Face à l'absence de réussites concrètes de la démonétisation, le gouvernement nationaliste hindou est sous pression pour expliquer sa décision, qui a privé 1,25 milliard d'Indiens d'argent liquide pendant des semaines et les a forcés à faire longuement la queue aux distributeurs, quand ils étaient pourvus.

"Est-ce que ça en valait la peine ? Certainement pas", tranche Sunil Sinha, économiste à India Ratings & Research : "Cela a apporté énormément de souffrance et de bouleversements. Des gens y ont perdu la vie, perdu leur mode de vie."

Narendra Modi espérait notamment réduire la dépendance de son pays à l'argent liquide et encourager un basculement vers les transactions dématérialisées, cartes bancaires ou applications.
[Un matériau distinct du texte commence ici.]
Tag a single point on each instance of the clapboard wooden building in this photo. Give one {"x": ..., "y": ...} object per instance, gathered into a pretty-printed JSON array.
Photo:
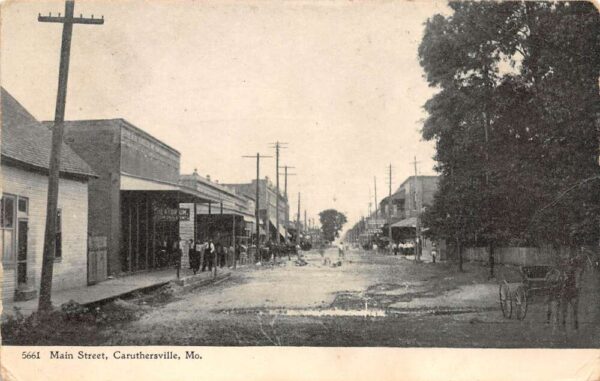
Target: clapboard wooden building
[
  {"x": 25, "y": 157},
  {"x": 134, "y": 202}
]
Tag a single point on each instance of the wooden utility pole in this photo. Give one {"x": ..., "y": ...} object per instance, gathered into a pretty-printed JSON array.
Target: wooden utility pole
[
  {"x": 257, "y": 203},
  {"x": 305, "y": 226},
  {"x": 418, "y": 217},
  {"x": 277, "y": 145},
  {"x": 286, "y": 174},
  {"x": 234, "y": 242},
  {"x": 45, "y": 300},
  {"x": 376, "y": 206},
  {"x": 298, "y": 222},
  {"x": 389, "y": 214}
]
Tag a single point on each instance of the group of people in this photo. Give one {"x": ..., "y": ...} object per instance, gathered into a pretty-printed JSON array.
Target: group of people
[{"x": 207, "y": 255}]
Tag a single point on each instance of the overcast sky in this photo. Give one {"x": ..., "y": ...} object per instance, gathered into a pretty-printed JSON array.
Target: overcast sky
[{"x": 339, "y": 81}]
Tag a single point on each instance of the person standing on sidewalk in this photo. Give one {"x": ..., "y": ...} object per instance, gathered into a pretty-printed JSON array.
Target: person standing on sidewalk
[
  {"x": 209, "y": 252},
  {"x": 194, "y": 256},
  {"x": 177, "y": 254}
]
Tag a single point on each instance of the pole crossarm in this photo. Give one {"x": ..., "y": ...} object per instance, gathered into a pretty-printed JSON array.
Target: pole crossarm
[
  {"x": 44, "y": 301},
  {"x": 71, "y": 20}
]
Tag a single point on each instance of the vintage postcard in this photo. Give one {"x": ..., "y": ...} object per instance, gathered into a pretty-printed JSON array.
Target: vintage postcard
[{"x": 266, "y": 190}]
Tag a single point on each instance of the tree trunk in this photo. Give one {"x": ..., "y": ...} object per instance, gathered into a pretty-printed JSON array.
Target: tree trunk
[
  {"x": 459, "y": 248},
  {"x": 491, "y": 259}
]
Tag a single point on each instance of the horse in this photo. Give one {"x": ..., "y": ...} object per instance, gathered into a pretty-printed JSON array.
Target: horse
[{"x": 563, "y": 288}]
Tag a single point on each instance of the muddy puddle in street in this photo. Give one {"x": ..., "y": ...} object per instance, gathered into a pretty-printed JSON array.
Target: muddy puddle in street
[{"x": 372, "y": 303}]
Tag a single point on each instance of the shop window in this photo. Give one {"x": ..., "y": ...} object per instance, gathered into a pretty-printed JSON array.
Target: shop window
[
  {"x": 58, "y": 237},
  {"x": 7, "y": 227},
  {"x": 23, "y": 205}
]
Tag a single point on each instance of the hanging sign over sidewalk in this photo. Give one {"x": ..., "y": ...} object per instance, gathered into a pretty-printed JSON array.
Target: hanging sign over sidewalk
[{"x": 171, "y": 214}]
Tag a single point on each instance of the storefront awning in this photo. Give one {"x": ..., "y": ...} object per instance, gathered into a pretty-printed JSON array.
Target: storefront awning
[
  {"x": 281, "y": 228},
  {"x": 410, "y": 222},
  {"x": 182, "y": 193}
]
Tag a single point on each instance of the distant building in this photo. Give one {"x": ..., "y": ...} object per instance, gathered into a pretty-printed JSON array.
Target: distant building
[
  {"x": 268, "y": 206},
  {"x": 217, "y": 219},
  {"x": 26, "y": 145},
  {"x": 409, "y": 201}
]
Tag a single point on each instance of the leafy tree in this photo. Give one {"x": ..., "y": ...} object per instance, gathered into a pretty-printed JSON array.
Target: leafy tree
[
  {"x": 332, "y": 223},
  {"x": 514, "y": 121}
]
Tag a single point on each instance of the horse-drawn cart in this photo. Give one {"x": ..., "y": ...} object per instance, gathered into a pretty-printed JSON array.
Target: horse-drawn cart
[{"x": 536, "y": 279}]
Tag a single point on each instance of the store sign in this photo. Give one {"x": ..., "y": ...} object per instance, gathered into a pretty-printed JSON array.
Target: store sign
[{"x": 171, "y": 214}]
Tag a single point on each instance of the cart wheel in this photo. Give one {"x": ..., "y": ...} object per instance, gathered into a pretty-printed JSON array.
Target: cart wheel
[
  {"x": 505, "y": 301},
  {"x": 520, "y": 303}
]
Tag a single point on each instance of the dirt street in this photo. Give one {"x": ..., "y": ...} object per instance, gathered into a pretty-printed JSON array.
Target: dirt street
[{"x": 369, "y": 300}]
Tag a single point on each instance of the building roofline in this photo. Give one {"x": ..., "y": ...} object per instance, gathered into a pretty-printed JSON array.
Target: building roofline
[{"x": 123, "y": 123}]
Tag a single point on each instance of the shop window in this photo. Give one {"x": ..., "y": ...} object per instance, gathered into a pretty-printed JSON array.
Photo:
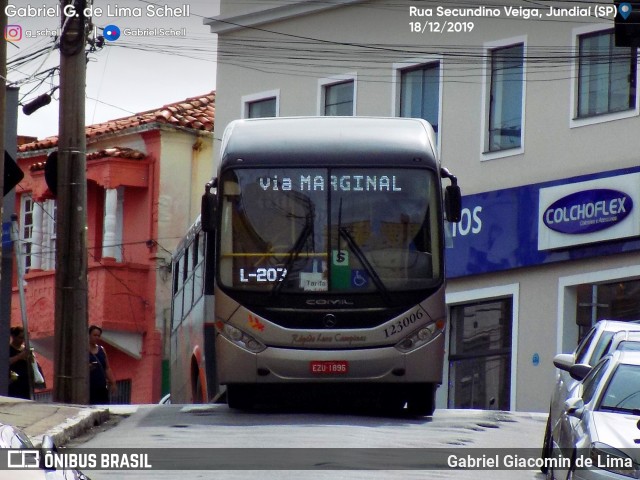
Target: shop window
[{"x": 480, "y": 355}]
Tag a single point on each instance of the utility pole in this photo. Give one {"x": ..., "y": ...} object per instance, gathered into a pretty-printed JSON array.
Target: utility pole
[
  {"x": 71, "y": 356},
  {"x": 4, "y": 322}
]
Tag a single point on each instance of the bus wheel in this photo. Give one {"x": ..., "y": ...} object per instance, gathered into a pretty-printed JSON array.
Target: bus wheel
[
  {"x": 240, "y": 396},
  {"x": 421, "y": 399}
]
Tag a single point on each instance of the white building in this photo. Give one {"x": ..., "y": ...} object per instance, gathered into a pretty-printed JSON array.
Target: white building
[{"x": 536, "y": 114}]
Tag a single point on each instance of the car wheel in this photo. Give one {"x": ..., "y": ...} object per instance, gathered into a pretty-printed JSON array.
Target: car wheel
[{"x": 546, "y": 445}]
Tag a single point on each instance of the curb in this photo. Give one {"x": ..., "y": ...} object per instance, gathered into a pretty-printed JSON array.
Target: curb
[{"x": 73, "y": 426}]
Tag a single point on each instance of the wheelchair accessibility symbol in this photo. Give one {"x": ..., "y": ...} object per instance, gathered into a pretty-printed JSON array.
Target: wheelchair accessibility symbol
[{"x": 359, "y": 278}]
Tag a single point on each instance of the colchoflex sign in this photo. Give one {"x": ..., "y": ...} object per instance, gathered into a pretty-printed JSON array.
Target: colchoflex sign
[{"x": 588, "y": 211}]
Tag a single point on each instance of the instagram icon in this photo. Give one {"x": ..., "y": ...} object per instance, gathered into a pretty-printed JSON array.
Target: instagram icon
[{"x": 13, "y": 33}]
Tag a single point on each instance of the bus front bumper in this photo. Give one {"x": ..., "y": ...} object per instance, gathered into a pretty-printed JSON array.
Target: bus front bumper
[{"x": 289, "y": 365}]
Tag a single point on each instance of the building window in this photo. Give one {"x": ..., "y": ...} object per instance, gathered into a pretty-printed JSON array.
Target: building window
[
  {"x": 261, "y": 104},
  {"x": 613, "y": 301},
  {"x": 480, "y": 355},
  {"x": 26, "y": 228},
  {"x": 261, "y": 108},
  {"x": 606, "y": 75},
  {"x": 338, "y": 99},
  {"x": 420, "y": 93},
  {"x": 506, "y": 98}
]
Le dirigeant a largement prêté son image à des panneaux publicitaires encourageant les Indiens à monter dans le train de la révolution numérique.

Mais les transactions dématérialisées, qui ont connu un pic après la démonétisation en raison de la pénurie de cash, sont retombées.

Paiements numériques en baisse 

Pour août 2016, les achats par cartes bancaires étaient ainsi en baisse de 13% par rapport à décembre 2016, selon des chiffres de la banque centrale. Et les paiements mobiles accusaient eux une baisse de 20% en comparaison à novembre 2016.

Dans les deux semaines après le retrait brutal des billets, Sanjay Moria, vendeur de thé dans le centre de Delhi, a vu la moitié des consommations de ses clients lui être réglées par une application de paiement populaire.

Mais depuis le retour à la normale, les paiements numériques se sont raréfiés à son comptoir où des salariés boivent leur chaï dans une coupe en papier.

"Je suis prêt à accepter n'importe quelle forme de règlement, mais les gens payent à nouveau principalement en cash", dit-il.

Les commerçants rencontrés par l'AFP disent être revenus à un fonctionnement normal des affaires, au fur et à mesure que l'argent liquide s'est réinséré dans la circulation et que la peur du fisc s'est dissipée.

"Nous sommes dans une phase d'attente et d'observation avant de décider si nous augmentons ou non la part de cash (qui permet d'éviter d'avoir à déclarer ces revenus, ndlr). Cela dépend à quel point le gouvernement surveille de près", témoigne un importateur de fruits secs d'un marché traditionnel du quartier historique de Delhi.

"Tout le monde fait ça. C'est comme ça que les affaires marchent en Inde."